今月の応用生理学の専門ジャーナル(電子版)に,L-シトルリンサプリメントの経口摂取によるアミノ酸代謝への影響を検証したヒト臨床研究が,スペインのグループから報告されていました。
(
Eur J Appl Physiol. 2010 May 25.)
L-シトルリンは,スイカ(西瓜)圧搾汁から単離されたアミノ酸の1種で,スイカ(学名
Citrullus vulgaris)にちなんでシトルリンcitrullineと命名されました。
L-シトルリンの機能として,NO(nitric oxide,一酸化窒素)産生促進作用や抗酸化作用が知られています。
また,L-シトルリンは,尿素の生合成回路に関与します。
健康食品素材としての
L-シトルリンでは,NO産生を介した血管拡張作用,動脈硬化抑制作用,抗酸化作用,抗疲労・強壮作用といった訴求が行われています。

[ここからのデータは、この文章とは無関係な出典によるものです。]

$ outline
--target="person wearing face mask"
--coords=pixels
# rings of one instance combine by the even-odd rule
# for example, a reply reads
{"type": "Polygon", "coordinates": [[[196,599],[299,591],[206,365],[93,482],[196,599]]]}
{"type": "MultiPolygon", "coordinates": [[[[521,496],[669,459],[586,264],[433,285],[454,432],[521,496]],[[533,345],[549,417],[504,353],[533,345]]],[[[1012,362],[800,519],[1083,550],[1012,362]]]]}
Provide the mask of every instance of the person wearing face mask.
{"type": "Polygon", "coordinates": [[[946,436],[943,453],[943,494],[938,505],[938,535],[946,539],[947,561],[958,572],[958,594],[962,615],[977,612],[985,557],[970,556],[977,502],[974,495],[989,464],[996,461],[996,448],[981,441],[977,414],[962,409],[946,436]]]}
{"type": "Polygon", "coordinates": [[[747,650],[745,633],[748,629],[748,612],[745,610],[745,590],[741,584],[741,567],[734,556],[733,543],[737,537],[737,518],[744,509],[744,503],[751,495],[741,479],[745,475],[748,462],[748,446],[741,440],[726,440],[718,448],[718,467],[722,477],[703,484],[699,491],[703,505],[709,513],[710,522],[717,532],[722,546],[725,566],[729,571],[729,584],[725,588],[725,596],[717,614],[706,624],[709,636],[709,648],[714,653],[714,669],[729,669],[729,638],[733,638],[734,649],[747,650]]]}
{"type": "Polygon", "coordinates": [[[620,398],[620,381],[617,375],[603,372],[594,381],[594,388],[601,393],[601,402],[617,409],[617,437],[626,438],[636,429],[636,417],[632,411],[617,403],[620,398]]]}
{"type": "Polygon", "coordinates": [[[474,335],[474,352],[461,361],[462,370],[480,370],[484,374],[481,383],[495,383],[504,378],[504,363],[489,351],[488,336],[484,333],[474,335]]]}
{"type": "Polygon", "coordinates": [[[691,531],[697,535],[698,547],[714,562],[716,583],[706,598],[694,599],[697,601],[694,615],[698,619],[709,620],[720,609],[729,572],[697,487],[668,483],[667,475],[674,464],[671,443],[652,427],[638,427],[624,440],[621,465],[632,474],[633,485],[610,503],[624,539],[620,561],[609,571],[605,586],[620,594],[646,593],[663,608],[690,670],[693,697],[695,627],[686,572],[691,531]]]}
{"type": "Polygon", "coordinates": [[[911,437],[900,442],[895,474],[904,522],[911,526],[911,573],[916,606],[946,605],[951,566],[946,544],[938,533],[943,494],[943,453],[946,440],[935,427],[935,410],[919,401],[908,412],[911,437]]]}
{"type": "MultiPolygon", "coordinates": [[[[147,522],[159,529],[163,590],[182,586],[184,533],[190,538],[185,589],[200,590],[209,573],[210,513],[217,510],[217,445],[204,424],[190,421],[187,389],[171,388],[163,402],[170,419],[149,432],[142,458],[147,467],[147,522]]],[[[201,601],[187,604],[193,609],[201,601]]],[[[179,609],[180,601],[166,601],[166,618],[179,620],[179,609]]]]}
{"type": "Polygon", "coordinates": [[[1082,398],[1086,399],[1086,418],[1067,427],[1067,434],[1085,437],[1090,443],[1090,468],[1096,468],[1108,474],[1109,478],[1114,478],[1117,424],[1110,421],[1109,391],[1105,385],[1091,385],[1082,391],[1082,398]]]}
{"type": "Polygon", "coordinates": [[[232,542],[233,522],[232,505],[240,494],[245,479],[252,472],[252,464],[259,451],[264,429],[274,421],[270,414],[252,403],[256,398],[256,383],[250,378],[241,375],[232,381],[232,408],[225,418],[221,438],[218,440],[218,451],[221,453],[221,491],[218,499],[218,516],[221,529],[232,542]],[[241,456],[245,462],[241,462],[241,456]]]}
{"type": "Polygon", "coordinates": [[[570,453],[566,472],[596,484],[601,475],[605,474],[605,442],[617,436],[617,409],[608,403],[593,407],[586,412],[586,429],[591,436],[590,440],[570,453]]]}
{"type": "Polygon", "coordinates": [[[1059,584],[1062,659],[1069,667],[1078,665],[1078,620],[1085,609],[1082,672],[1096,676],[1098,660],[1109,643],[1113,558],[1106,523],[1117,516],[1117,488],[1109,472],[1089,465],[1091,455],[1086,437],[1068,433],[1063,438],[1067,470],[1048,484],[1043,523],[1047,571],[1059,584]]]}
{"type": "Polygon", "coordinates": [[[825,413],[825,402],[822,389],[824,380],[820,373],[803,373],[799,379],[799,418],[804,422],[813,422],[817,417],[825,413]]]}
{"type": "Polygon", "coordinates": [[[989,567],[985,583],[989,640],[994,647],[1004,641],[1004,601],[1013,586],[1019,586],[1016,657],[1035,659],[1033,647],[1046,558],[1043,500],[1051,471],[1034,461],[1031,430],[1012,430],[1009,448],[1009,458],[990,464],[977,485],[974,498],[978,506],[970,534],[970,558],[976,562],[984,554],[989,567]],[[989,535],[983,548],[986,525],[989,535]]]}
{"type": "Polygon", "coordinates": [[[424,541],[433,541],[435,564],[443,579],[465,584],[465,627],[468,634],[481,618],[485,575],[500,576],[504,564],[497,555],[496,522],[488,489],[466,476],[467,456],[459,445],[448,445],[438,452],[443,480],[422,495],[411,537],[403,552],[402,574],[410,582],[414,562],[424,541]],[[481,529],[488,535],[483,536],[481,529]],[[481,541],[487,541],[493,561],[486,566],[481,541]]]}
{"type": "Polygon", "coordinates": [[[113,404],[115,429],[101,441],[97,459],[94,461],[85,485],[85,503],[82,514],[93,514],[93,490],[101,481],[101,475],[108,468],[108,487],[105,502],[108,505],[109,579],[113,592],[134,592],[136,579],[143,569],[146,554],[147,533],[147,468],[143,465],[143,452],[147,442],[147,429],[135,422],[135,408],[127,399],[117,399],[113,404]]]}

消耗性運動では,代謝ホメオスターシスに影響を生じ,アミノ酸の異化,L-アルギニンの制限といった結果をもたらします。
L-シトルリンの経口投与は,血中L-アルギニン値の増加,NO-依存性シグナルの促進を生じることが知られています。
さて,今回の研究では,L-シトルリンサプリメントの経口投与によるアミノ酸代謝への影響が検討されました。

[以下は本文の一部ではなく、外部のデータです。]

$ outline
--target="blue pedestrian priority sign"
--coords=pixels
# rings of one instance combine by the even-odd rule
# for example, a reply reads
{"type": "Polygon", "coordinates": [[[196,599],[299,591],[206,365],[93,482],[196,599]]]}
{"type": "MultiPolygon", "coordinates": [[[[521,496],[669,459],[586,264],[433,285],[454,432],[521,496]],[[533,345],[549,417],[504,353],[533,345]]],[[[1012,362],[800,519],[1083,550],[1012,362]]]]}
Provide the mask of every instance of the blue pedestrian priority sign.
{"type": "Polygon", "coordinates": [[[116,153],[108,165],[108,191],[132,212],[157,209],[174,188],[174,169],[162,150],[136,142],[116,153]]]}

具体的には,アスリート(cyclist)男性17名を対象に,6グラムのL-シトルリン(L-シトルリンリンゴ酸塩)が,137kmサイクリング運動の2時間前に投与されています。
競技開始時,競技終了15分後,3時間後の3点においてアミノ酸代謝関連指標が測定された結果,消耗性運動によって,血中の必須アミノ酸の有意な低下が認められ,非必須アミノ酸は増加傾向を示しました。
L-シトルリンサプリメント(L-シトルリンリンゴ酸塩)を投与した群では,運動前の値に比べて運動後において,血中のシトルリン,アルギニン,オルニチン,尿素,クレアチニンなどの値が有意に増加し,イソロイシン値が有意に低下しています。

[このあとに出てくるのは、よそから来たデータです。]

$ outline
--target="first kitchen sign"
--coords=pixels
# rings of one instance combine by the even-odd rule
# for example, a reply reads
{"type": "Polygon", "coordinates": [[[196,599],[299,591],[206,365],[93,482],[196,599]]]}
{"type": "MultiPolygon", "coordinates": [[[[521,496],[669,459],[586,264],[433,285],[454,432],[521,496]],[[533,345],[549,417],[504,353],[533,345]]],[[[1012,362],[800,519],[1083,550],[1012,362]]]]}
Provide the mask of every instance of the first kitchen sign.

インスリン値は,両群において運動後に有意(p < 0.05)に増加し,3時間後に投与前値に戻っています。
成長ホルモンは,両群において運動後に増加し,特に,シトルリンサプリメント投与群において顕著な増加(p < 0.05)が認められています。
以上のデータから,消耗性運動前のL-シトルリンサプリメントの摂取は,運動中の分岐鎖アミノ酸の利用を促進し,クレアチニン・オルニチン・尿素などのアルギニン由来の代謝産物の産生を増加させる働きが示唆されます。